Tanto la UEFA como la Concacaf han criticado públicamente la propuesta, lo que ha llevado a una mayor coordinación entre los dos organismos. Las discusiones comenzaron en las últimas semanas, aunque la naturaleza y el alcance exactos siguen siendo objeto de negociación. La Liga de Naciones propuesta seguiría un formato de varios niveles similar a las estructuras actuales operadas por la UEFA y la Concacaf individualmente. El torneo consistiría en una fase de liga durante las ventanas internacionales de septiembre, octubre y noviembre, seguido de una fase eliminatoria en marzo y un torneo final en junio.
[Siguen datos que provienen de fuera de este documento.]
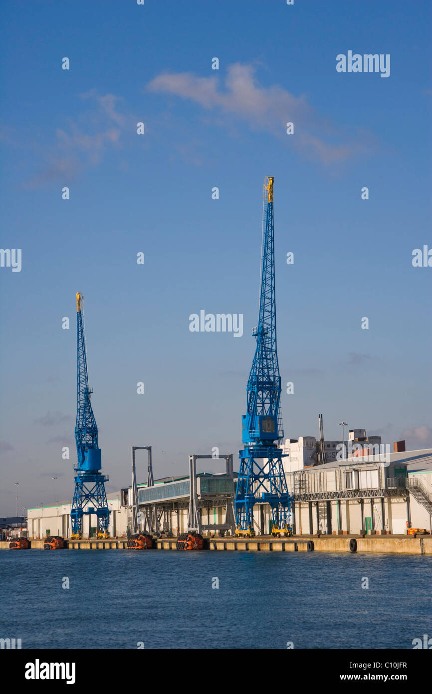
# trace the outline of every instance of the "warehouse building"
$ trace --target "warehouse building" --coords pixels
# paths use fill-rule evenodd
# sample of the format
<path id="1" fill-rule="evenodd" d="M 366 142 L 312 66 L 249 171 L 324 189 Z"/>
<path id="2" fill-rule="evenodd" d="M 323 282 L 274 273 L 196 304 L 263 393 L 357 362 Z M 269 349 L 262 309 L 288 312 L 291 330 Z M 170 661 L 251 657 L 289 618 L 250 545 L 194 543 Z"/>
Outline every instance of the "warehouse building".
<path id="1" fill-rule="evenodd" d="M 306 452 L 313 450 L 314 441 L 313 437 L 300 437 L 291 449 L 297 459 L 286 464 L 296 534 L 404 534 L 408 527 L 432 532 L 432 449 L 395 450 L 383 462 L 379 455 L 368 455 L 367 447 L 361 455 L 356 451 L 346 459 L 311 466 Z M 232 457 L 226 458 L 225 473 L 197 474 L 190 468 L 189 475 L 138 484 L 137 530 L 175 536 L 193 527 L 204 535 L 232 534 L 236 473 Z M 110 536 L 127 536 L 134 527 L 132 486 L 107 500 Z M 29 509 L 29 538 L 69 537 L 71 507 L 68 501 Z M 268 504 L 255 505 L 254 523 L 257 534 L 271 532 Z M 83 537 L 96 533 L 96 515 L 85 516 Z"/>

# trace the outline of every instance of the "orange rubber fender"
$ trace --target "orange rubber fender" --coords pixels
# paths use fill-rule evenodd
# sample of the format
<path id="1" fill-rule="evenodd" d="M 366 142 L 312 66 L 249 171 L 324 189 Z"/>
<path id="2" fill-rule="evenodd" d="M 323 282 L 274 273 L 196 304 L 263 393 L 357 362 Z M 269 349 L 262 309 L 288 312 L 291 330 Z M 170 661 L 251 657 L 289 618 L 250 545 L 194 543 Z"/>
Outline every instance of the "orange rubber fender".
<path id="1" fill-rule="evenodd" d="M 19 537 L 9 543 L 10 550 L 28 550 L 28 540 L 25 537 Z"/>

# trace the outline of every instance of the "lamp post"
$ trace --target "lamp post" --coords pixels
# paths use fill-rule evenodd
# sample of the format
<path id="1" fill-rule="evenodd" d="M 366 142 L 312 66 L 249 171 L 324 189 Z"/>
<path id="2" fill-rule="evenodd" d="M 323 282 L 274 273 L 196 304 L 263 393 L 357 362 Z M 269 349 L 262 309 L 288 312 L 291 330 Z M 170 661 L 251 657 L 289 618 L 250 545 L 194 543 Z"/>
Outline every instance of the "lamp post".
<path id="1" fill-rule="evenodd" d="M 16 514 L 16 517 L 17 518 L 18 518 L 18 499 L 19 498 L 19 497 L 18 496 L 18 485 L 19 485 L 19 482 L 15 482 L 15 486 L 17 487 L 17 514 Z"/>
<path id="2" fill-rule="evenodd" d="M 51 477 L 51 480 L 54 481 L 54 503 L 55 503 L 55 480 L 57 477 Z"/>
<path id="3" fill-rule="evenodd" d="M 345 460 L 345 427 L 348 425 L 346 422 L 339 422 L 339 426 L 342 427 L 342 459 Z"/>

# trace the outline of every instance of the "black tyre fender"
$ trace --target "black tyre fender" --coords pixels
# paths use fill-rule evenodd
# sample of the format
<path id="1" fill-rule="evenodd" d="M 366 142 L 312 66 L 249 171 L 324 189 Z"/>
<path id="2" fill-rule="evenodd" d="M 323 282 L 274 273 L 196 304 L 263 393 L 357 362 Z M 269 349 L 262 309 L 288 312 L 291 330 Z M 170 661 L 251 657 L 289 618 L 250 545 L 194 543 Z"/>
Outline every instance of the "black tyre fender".
<path id="1" fill-rule="evenodd" d="M 352 537 L 349 540 L 349 551 L 356 552 L 357 551 L 357 541 Z"/>

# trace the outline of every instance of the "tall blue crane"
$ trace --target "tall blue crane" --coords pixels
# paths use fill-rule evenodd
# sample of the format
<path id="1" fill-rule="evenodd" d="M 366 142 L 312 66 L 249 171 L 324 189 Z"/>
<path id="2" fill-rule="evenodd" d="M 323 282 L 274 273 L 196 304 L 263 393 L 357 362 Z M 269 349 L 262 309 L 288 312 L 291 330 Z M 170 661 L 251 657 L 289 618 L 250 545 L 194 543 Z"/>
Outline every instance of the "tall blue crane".
<path id="1" fill-rule="evenodd" d="M 92 409 L 87 370 L 85 333 L 83 319 L 83 295 L 76 294 L 77 407 L 75 441 L 78 464 L 74 469 L 75 491 L 71 510 L 73 538 L 83 536 L 83 516 L 95 514 L 98 519 L 98 537 L 108 537 L 110 510 L 105 491 L 108 477 L 101 473 L 101 449 L 98 446 L 98 428 Z"/>
<path id="2" fill-rule="evenodd" d="M 284 437 L 279 407 L 281 378 L 276 349 L 273 181 L 264 182 L 259 320 L 247 391 L 247 413 L 241 418 L 244 448 L 236 492 L 236 534 L 252 536 L 254 506 L 270 505 L 273 534 L 291 534 L 293 498 L 288 493 L 279 444 Z M 261 528 L 263 532 L 263 529 Z"/>

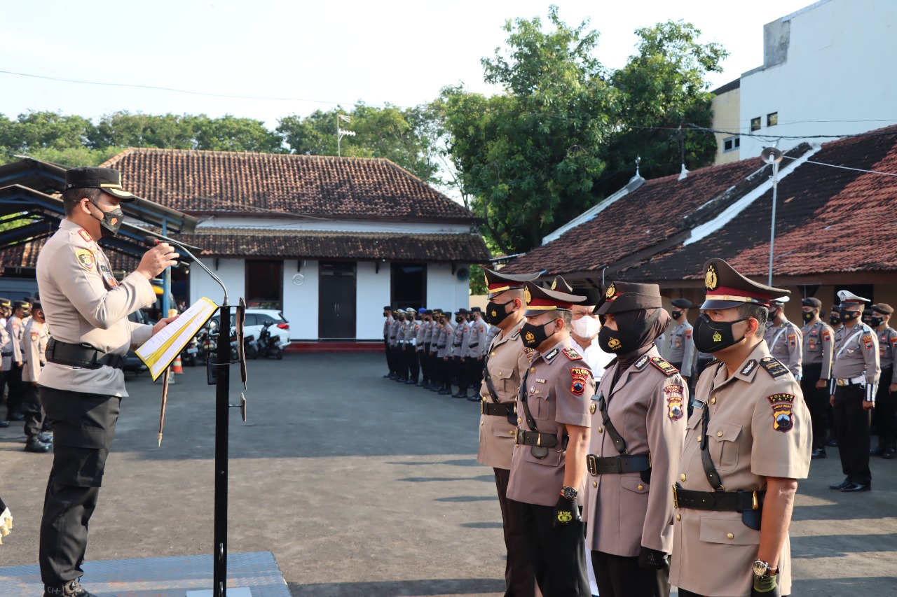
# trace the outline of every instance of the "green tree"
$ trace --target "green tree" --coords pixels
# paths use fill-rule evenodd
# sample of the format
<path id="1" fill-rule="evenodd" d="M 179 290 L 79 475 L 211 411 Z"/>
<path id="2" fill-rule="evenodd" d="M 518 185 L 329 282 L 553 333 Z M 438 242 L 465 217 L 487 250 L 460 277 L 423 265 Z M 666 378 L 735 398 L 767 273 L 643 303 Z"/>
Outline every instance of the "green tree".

Este calendario se alinea con los períodos de descanso internacionales existentes, evitando potencialmente la necesidad de una aprobación adicional de la FIFA, especialmente teniendo en cuenta los desafíos de liderazgo en curso dentro del órgano rector mundial.
Para las naciones más pequeñas, el potencial de aumento de ingresos a través de derechos de transmisión compartidos y acuerdos de patrocinio presenta una oportunidad significativa. La Federación Mexicana de Fútbol (FMF) ha mostrado un interés particular en la propuesta, citando frustraciones con las limitaciones financieras de operar dentro de Concacaf.
La competencia propuesta reemplazaría, en lugar de complementar, los partidos internacionales existentes, asegurando que el calendario siga siendo manejable para las naciones participantes. Para minimizar las cargas logísticas, los partidos se organizarían en bloques geográficos, reduciendo los costos de viaje y los conflictos de programación. Este enfoque refleja un esfuerzo pragmático para equilibrar la competitividad con la viabilidad. La Confederación Asiática de Fútbol (AFC) también ha sido mencionada como un participante potencial en una futura expansión de la Liga de las Naciones.
Esta flexibilidad podría allanar el camino para una competencia verdaderamente global, aunque tal expansión probablemente requeriría varios años de planificación y acuerdo entre las seis confederaciones continentales. La UEFA y la CONCACAF han mantenido una estrecha relación de trabajo, pero esta colaboración se ha intensificado desde el surgimiento de la controversia de la venta de la Copa del Mundo. Ambas organizaciones han dejado en claro que consideran que el liderazgo de Infantino es insostenible debido a su participación en la propuesta de Fifa Forward Enterprise.
Mientras que la UEFA no ha comentado oficialmente la propuesta, una fuente familiarizada con las discusiones confirmó que las conversaciones están en marcha. Del mismo modo, Concacaf ha enfatizado su compromiso de larga data con la cooperación, señalando que este espíritu ha permitido a los equipos invitados participar en la Copa Oro de Concacaf. El potencial para una mayor colaboración entre las dos confederaciones continúa creciendo, impulsado por intereses compartidos en la remodelación del panorama del fútbol internacional.